Em comunicado oficial, o Gabinete do Xerife afirmou: “A seu pedido, seu paradeiro atual permanecerá não divulgado. Sua família foi notificada de que ela foi localizada e informada sobre esse pedido.”
As autoridades acrescentaram que não há previsão de qualquer acusação criminal contra Smith. O Gabinete do Xerife também aproveitou o comunicado para agradecer às agências e investigadores que dedicaram tempo e recursos ao longo dos anos ao caso.
A família entre alívio e dor
Para os parentes de Michele Hundley Smith, a notícia chegou carregada de sentimentos contraditórios. Sua prima, Barbara Byrd, que durante anos foi uma das vozes mais ativas na busca, reagiu com emoção ao canal WFMY News 2.
“Dá vontade de sair gritando que ela está viva, ela está viva”, disse Byrd. “Por anos, não sabíamos se estávamos de luto ou apenas esperando”, acrescentou.
Byrd relatou que um irmão mais novo de Smith lhe havia pedido, anos atrás, que prometesse encontrá-la. Esse irmão faleceu sem saber o desfecho. “Ele me pediu que prometesse que iríamos encontrá-la”, disse Byrd. “Vou dizer isso em voz alta: ela está bem, Brian.”
Ao mesmo tempo, Byrd afirmou não guardar rancor pela decisão da prima de não retomar contato. “Entendo e respeito que ela não queira que nenhum de nós entre em contato. Não estou com raiva”, declarou. “A maior resposta que tive hoje foi que ela está viva. Nada mais importa neste momento.”

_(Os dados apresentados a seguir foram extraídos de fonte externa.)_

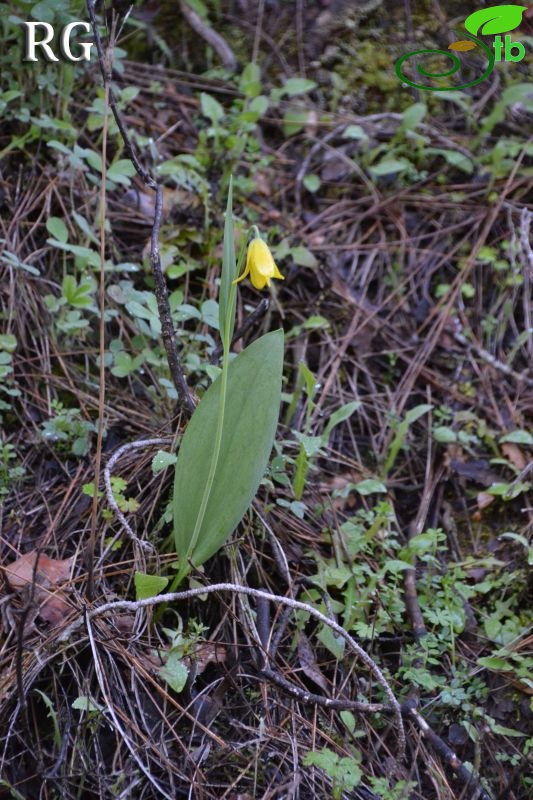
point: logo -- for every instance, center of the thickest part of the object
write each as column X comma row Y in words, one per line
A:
column 31, row 43
column 488, row 21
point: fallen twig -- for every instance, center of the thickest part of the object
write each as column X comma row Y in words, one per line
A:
column 161, row 292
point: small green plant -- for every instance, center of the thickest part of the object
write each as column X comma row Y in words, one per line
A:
column 67, row 430
column 345, row 772
column 227, row 443
column 9, row 472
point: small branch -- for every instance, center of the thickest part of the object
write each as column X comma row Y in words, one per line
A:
column 172, row 597
column 161, row 292
column 109, row 491
column 325, row 702
column 213, row 39
column 469, row 780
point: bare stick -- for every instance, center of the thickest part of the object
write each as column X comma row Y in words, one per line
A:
column 161, row 292
column 172, row 597
column 468, row 779
column 214, row 39
column 91, row 544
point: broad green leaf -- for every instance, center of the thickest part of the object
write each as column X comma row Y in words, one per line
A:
column 57, row 228
column 250, row 419
column 148, row 585
column 226, row 315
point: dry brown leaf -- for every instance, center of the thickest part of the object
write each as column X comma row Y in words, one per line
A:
column 513, row 454
column 53, row 606
column 207, row 653
column 50, row 571
column 484, row 499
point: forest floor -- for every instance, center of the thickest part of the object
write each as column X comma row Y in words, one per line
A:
column 398, row 498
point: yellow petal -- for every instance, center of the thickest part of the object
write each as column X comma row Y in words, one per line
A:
column 260, row 264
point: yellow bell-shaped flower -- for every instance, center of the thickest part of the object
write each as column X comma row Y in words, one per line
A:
column 260, row 265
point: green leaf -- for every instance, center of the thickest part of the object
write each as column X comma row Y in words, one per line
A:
column 312, row 183
column 211, row 108
column 8, row 342
column 508, row 490
column 310, row 444
column 250, row 82
column 348, row 719
column 453, row 157
column 174, row 672
column 148, row 585
column 444, row 434
column 57, row 228
column 493, row 662
column 162, row 460
column 389, row 166
column 295, row 86
column 370, row 486
column 226, row 315
column 354, row 132
column 413, row 116
column 84, row 703
column 250, row 420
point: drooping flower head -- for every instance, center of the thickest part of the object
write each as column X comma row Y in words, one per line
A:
column 260, row 265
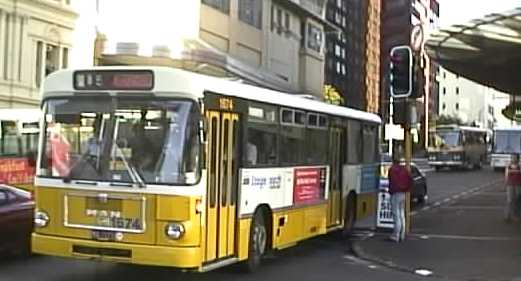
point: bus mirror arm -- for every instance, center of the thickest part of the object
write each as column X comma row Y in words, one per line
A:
column 202, row 131
column 31, row 158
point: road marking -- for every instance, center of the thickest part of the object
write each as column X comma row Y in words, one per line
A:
column 463, row 195
column 463, row 237
column 474, row 207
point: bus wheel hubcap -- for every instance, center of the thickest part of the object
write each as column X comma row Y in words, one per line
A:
column 259, row 238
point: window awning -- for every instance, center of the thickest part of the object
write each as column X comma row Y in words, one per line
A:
column 487, row 50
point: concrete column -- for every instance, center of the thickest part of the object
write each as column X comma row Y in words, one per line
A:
column 2, row 46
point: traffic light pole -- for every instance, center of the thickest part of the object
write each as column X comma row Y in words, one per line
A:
column 408, row 158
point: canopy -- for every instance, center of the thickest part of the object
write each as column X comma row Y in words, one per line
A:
column 487, row 50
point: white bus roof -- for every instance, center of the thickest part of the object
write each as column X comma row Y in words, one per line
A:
column 21, row 114
column 508, row 128
column 181, row 82
column 464, row 128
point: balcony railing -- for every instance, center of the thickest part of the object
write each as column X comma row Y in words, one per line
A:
column 317, row 7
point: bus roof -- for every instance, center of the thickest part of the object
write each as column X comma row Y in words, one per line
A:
column 22, row 114
column 463, row 128
column 517, row 128
column 172, row 81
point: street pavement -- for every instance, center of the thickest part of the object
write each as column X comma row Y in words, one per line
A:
column 459, row 235
column 324, row 258
column 332, row 257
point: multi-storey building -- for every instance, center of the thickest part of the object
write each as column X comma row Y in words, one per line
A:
column 277, row 44
column 398, row 19
column 356, row 53
column 35, row 40
column 336, row 48
column 372, row 55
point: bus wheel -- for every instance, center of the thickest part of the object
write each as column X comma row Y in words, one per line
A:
column 350, row 216
column 258, row 241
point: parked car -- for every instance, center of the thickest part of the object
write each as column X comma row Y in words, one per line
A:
column 419, row 189
column 16, row 220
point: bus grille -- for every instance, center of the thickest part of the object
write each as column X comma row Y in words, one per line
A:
column 111, row 252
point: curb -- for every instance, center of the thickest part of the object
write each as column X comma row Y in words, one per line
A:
column 360, row 253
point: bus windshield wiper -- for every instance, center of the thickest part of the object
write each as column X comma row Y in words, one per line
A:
column 132, row 171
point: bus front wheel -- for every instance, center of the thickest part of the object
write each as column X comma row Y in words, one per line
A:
column 350, row 216
column 258, row 241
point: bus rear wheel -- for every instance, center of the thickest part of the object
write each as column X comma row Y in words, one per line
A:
column 350, row 216
column 258, row 242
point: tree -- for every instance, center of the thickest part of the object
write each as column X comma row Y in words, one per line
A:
column 449, row 120
column 332, row 96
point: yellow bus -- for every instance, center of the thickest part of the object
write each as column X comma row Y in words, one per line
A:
column 18, row 144
column 159, row 166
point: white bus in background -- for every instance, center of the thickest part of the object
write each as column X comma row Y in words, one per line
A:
column 506, row 141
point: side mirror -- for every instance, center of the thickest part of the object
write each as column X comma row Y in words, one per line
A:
column 203, row 125
column 31, row 158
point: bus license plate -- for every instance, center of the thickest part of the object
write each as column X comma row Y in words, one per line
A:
column 103, row 235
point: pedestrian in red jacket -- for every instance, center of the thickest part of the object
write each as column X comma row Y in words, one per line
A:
column 400, row 182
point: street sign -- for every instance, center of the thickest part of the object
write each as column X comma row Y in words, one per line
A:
column 417, row 37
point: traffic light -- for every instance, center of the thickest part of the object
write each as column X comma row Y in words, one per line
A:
column 401, row 71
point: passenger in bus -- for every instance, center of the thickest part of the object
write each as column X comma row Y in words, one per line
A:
column 143, row 150
column 512, row 185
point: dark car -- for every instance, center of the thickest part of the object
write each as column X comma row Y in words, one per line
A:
column 419, row 189
column 16, row 220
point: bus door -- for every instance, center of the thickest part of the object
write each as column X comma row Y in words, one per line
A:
column 336, row 152
column 221, row 217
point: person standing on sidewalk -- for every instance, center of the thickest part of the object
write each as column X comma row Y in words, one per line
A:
column 400, row 182
column 512, row 185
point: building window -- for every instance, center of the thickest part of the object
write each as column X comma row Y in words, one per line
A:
column 51, row 59
column 250, row 12
column 314, row 37
column 221, row 5
column 65, row 57
column 287, row 21
column 39, row 50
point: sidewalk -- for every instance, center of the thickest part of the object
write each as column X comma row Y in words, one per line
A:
column 464, row 240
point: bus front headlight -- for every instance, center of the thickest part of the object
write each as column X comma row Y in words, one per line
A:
column 41, row 218
column 174, row 230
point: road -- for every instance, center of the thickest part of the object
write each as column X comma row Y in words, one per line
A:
column 323, row 258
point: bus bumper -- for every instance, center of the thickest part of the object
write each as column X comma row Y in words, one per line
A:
column 446, row 163
column 180, row 257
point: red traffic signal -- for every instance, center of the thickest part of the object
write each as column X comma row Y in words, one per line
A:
column 401, row 72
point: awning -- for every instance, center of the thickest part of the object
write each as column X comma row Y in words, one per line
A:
column 487, row 50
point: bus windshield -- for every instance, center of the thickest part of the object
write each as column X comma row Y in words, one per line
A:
column 507, row 142
column 122, row 139
column 446, row 139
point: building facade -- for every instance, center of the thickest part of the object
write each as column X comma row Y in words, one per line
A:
column 278, row 44
column 470, row 102
column 372, row 56
column 336, row 48
column 35, row 40
column 398, row 19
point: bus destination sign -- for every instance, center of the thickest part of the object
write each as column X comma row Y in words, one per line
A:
column 135, row 80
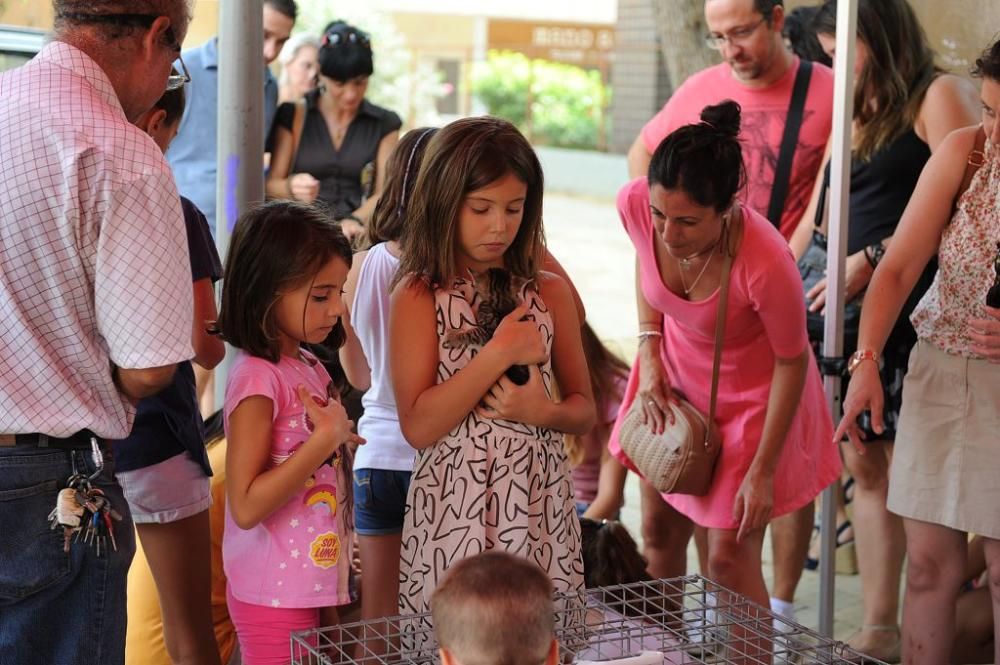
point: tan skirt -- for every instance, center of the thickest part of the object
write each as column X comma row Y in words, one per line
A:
column 946, row 463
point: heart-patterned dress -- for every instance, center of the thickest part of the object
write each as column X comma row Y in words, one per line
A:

A filha de Smith, Amanda, publicou uma longa declaração nas redes sociais descrevendo seus sentimentos ao saber que a mãe estava viva: “Estou extasiada, estou com raiva, estou de coração partido, estou por todos os lados!” Segundo relatos à imprensa, Amanda planeja direcionar seus esforços futuros para dar visibilidade a outros casos de pessoas desaparecidas.

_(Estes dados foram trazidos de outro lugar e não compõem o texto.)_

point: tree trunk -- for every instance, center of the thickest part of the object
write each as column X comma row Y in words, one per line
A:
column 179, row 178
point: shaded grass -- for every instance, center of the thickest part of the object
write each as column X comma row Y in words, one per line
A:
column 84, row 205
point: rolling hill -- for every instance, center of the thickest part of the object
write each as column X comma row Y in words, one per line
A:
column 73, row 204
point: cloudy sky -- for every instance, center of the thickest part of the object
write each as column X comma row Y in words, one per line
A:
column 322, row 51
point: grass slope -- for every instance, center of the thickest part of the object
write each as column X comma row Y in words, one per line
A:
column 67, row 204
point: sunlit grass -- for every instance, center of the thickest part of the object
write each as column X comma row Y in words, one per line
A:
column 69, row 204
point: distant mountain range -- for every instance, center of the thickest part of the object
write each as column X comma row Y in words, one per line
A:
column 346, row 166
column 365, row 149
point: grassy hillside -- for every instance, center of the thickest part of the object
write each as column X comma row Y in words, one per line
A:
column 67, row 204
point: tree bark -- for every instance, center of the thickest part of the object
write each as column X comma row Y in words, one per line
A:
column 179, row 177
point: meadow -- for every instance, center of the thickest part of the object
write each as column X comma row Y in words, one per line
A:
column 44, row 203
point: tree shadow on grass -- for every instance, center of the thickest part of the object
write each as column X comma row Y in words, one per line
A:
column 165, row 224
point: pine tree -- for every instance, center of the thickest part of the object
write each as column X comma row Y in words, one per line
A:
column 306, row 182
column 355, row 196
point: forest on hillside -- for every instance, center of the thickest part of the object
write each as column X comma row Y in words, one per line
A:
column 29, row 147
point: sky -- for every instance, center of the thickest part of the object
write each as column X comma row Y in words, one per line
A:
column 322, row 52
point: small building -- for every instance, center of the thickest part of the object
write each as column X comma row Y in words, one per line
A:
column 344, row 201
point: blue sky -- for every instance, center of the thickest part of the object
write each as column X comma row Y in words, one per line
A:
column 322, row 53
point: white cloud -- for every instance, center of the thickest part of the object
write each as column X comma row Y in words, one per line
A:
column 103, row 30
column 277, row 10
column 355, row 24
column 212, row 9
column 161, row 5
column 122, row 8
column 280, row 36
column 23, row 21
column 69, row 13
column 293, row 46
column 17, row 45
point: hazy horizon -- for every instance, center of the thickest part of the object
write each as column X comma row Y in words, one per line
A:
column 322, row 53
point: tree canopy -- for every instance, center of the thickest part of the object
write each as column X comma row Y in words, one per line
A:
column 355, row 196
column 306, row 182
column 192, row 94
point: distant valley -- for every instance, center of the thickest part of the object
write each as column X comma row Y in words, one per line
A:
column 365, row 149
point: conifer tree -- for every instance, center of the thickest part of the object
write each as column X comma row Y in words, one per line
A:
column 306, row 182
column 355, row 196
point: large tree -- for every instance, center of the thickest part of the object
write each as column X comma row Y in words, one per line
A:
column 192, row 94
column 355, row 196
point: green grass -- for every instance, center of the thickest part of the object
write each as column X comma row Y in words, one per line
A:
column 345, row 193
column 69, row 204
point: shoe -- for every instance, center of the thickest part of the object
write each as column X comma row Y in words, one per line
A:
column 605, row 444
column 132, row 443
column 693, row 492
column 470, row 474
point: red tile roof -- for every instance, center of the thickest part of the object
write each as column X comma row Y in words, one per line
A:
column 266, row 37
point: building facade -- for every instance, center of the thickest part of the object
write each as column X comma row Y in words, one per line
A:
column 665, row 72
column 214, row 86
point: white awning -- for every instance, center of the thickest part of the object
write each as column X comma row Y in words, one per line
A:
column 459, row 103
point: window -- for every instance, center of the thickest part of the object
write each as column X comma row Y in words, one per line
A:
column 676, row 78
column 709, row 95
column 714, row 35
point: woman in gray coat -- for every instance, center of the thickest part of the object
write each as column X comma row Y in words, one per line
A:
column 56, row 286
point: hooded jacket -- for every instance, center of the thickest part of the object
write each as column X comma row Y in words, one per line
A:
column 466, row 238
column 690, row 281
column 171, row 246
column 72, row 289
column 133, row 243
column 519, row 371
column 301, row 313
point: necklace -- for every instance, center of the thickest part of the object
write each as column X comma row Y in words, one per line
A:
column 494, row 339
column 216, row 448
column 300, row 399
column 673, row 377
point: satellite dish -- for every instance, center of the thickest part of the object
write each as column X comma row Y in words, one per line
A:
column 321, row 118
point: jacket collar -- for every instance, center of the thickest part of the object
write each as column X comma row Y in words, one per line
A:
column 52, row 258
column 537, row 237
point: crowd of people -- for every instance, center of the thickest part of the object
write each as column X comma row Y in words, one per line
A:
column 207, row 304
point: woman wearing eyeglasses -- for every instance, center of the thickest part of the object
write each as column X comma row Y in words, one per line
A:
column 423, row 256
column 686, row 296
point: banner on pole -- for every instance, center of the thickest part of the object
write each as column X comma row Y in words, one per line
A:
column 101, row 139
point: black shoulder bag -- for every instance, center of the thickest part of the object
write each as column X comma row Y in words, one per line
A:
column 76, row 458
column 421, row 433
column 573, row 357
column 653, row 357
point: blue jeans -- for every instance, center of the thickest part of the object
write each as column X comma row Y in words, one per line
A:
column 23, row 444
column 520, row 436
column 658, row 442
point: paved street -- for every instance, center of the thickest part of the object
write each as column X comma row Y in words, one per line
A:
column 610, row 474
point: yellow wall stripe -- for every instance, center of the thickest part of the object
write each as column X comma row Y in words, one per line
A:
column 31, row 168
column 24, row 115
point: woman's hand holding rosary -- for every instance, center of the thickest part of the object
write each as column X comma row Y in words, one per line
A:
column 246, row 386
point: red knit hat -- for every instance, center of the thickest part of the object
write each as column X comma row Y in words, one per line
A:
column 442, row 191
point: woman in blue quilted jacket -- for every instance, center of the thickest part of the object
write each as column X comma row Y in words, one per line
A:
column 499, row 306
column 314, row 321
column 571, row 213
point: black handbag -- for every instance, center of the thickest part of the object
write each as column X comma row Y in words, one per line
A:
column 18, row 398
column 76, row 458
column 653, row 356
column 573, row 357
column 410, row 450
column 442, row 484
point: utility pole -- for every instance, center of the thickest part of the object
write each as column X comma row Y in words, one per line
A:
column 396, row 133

Décadas de incerteza e uma questão sem resposta
Em entrevista ao programa Dateline, citada pela NBC News, Amanda havia descrito como sua mãe os beijou para dormir e saiu de casa por volta das 20h30 para fazer compras, algo que não era incomum. A família esperava que ela retornasse em poucas horas.
O caso ganhou atenção nacional ao longo dos anos, com cobertura em televisão e em podcasts de true crime. Uma página criada no Facebook com o nome “Bring Michele Hundley Smith Home” reunia informações e atualizações sobre a busca. Com o caso encerrado, os administradores da página anunciaram que o espaço será reutilizado para divulgar outros casos de pessoas desaparecidas.
A questão central que permanece sem resposta é a mesma que Barbara Byrd resumiu de forma direta: “O que aconteceu naquele dezembro de 2001? O que fez você ir embora? O que aconteceu?”
A decisão de Michele Hundley Smith de não revelar seu paradeiro nem retomar contato com a família é legalmente sua prerrogativa. Adultos têm o direito de recomeçar suas vidas sem obrigação de manter vínculos familiares — e, como confirmaram as autoridades, nenhum crime foi cometido. O que resta, para quem esperou 24 anos, é aprender a conviver com uma resposta que, ao mesmo tempo, encerra e perpetua o mistério.